Introduction to R and RStudio

Topics

1 Installing and Updating R, RStudio, and R packages
2 Introduction to R and RStudio
3 Basic R Functionality
4 Vectors
5 Installing packages
6 Introduction to tidyverse
7 palmerpenguins: A tidyverse data example
8 Descriptive statistics
9 Data subsetting
10 Creating new columns
11 Factors
12 Reading data into R
13 Summary & Questions

1 Installing and Updating R, RStudio, and R packages

Detailed installation instructions can be found on this webpage.

1.1 Installing R

Windows:
- Uninstall any previous R and Rtools installations.
- Download installer: https://cran.r-project.org/bin/windows/base/R-4.4.3-win.exe.
- For RTools (64-bit): https://cran.r-project.org/bin/windows/Rtools/rtools44/files/rtools44-aarch64-6459-6401.exe; for older PCs, see available 32-bit versions.
Apple macOS:
- Remove any previous R and XQuartz installations from Applications.
- Download installer for your processor:
  - If Apple M1-M4: https://cran.r-project.org/bin/macosx/big-sur-arm64/base/R-4.4.3-arm64.pkg.
  - If Intel-based: https://cran.r-project.org/bin/macosx/big-sur-x86_64/base/R-4.4.3-x86_64.pkg.
- Install XQuartz: https://xquartz.macosforge.org/.
Chromebooks:
- R cannot be installed; use Posit Cloud (https://posit.cloud/).

1.2 Installing RStudio

Windows & macOS:
- Download RStudio Desktop from https://posit.co/download/rstudio-desktop/ and follow the installation instructions.
Chromebooks:
- RStudio is unavailable; use Posit Cloud (https://posit.cloud/).

1.3 Updating R

Windows:

In RStudio run:

install.packages("installr")
installr::updateR()

Apple macOS:
- Remove the old R from Applications and reinstall using the appropriate installer.

1.4 Updating RStudio

Check via Help > Check for updates. If an update is available, uninstall RStudio, and then install RStudio again.

1.5 Updating R Packages

In RStudio run:

options(pkgType = "binary")
update.packages(ask = FALSE)

2 Introduction to R and RStudio

RStudio Panes and Interface

Console: Execute commands interactively. To execute code, press Enter.
Editor: Write, modify, and save your R code. Press Ctrl+Enter or Cmd+Enter to send code to the Console for execution.
Environment: View your current objects and variables.
Files, Plots, Packages, and Help: Access your files, see your plots, and access the help page. Install/update packages (more on this later).

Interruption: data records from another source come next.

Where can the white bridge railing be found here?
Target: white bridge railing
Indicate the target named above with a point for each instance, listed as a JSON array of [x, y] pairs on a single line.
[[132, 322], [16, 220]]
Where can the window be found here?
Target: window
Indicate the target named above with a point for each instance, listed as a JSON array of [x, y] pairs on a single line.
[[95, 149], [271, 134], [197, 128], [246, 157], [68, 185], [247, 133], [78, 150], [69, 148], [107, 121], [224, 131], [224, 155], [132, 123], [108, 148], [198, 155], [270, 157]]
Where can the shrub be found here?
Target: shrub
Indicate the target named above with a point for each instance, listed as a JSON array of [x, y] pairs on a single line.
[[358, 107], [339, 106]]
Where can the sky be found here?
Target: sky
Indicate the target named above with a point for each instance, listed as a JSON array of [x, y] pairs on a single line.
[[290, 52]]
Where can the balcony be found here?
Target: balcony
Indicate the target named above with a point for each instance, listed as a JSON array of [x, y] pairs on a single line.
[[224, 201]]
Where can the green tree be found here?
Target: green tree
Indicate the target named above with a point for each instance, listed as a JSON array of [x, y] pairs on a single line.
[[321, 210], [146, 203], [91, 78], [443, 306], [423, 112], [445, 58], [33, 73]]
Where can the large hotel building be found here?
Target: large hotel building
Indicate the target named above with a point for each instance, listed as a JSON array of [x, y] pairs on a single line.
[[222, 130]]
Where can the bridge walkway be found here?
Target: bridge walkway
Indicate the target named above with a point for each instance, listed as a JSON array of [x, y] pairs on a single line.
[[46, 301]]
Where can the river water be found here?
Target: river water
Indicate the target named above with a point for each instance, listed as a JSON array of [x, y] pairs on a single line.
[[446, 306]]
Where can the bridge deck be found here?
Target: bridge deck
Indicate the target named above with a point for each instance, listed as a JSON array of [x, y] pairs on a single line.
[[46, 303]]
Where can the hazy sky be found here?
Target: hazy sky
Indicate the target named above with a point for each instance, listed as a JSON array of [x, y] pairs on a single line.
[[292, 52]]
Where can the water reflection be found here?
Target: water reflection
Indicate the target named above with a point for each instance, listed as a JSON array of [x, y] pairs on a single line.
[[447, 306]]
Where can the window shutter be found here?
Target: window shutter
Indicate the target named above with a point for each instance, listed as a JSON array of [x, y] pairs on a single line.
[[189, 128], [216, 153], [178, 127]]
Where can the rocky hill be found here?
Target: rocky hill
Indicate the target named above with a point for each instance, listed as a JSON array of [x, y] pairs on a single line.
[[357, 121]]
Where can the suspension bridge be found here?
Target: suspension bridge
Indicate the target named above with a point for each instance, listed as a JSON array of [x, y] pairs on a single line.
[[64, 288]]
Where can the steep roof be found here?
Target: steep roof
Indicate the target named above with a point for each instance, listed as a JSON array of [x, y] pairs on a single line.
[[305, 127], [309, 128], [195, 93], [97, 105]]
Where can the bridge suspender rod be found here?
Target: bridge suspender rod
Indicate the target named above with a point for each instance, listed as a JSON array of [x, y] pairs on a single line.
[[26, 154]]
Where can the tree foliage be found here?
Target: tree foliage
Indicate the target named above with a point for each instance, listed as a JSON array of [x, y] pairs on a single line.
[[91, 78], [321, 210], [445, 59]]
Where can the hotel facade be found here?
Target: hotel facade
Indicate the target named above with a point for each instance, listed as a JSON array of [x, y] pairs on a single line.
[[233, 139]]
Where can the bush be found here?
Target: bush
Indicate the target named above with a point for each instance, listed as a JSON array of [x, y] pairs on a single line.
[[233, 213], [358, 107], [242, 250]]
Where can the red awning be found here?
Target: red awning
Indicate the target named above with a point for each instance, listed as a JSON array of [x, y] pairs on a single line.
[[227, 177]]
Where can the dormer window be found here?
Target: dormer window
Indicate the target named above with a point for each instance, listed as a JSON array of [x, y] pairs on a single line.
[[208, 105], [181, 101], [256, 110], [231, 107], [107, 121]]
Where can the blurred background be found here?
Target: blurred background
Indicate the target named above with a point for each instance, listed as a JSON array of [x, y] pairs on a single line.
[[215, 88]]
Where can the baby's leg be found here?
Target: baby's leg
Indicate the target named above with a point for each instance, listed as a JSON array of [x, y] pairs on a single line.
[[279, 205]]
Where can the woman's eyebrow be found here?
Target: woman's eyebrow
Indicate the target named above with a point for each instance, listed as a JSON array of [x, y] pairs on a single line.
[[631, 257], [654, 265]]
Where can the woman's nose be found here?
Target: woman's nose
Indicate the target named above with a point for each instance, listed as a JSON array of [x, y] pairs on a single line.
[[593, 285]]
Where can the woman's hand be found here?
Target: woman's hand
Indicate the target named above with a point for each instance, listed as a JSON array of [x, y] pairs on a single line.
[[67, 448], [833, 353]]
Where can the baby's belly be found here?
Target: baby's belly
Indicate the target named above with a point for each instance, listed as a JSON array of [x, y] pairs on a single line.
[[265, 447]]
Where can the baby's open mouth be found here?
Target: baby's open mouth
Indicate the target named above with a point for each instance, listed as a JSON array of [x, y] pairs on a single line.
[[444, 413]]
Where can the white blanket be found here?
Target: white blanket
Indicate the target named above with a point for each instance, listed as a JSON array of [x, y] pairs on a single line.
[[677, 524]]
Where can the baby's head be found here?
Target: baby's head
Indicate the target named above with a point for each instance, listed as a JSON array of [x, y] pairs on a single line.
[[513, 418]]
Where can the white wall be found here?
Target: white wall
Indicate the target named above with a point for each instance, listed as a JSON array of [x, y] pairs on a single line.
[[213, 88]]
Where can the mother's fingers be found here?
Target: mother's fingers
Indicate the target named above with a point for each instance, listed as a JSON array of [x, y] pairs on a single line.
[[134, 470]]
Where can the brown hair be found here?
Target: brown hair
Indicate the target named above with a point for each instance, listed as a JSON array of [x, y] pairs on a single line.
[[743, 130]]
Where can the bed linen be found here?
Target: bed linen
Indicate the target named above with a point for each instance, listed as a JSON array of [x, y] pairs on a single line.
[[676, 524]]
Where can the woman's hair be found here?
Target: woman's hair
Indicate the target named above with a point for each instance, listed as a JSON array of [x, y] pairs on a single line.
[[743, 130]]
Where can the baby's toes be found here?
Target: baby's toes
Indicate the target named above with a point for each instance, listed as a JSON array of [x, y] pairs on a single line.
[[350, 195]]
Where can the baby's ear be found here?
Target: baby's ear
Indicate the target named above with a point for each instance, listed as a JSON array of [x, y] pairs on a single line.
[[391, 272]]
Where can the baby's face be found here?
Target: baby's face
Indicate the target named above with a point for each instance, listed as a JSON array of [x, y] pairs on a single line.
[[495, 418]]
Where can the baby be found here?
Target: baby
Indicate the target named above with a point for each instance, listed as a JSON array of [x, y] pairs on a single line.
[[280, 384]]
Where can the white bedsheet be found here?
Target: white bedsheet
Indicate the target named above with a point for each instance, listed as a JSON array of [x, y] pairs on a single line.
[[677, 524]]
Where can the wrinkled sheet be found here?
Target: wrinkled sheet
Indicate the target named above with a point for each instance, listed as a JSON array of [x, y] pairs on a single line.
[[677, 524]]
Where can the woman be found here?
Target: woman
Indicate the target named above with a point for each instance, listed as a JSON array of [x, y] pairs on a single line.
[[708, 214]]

Console vs R scripts vs Rmarkdown (.Rmd) files

Console: The Console is used for running commands interactively. It is great for quick calculations or testing small pieces of code, but it does not save your work. Once you close RStudio, the commands in the Console are lost unless explicitly saved elsewhere.
R Scripts (.R files): R scripts are plain text files where you can write and save R code. They are ideal for creating reusable code and documenting your workflow. You can execute code from an R script by sending it to the Console (e.g., using Ctrl+Enter or Cmd+Enter).
RMarkdown (.Rmd files): RMarkdown files combine code, text, and output in a single document. They are used for creating dynamic reports, presentations, or documents that include both analysis and narrative. You can execute code chunks within an RMarkdown file and render the document into formats like HTML, PDF, or Word.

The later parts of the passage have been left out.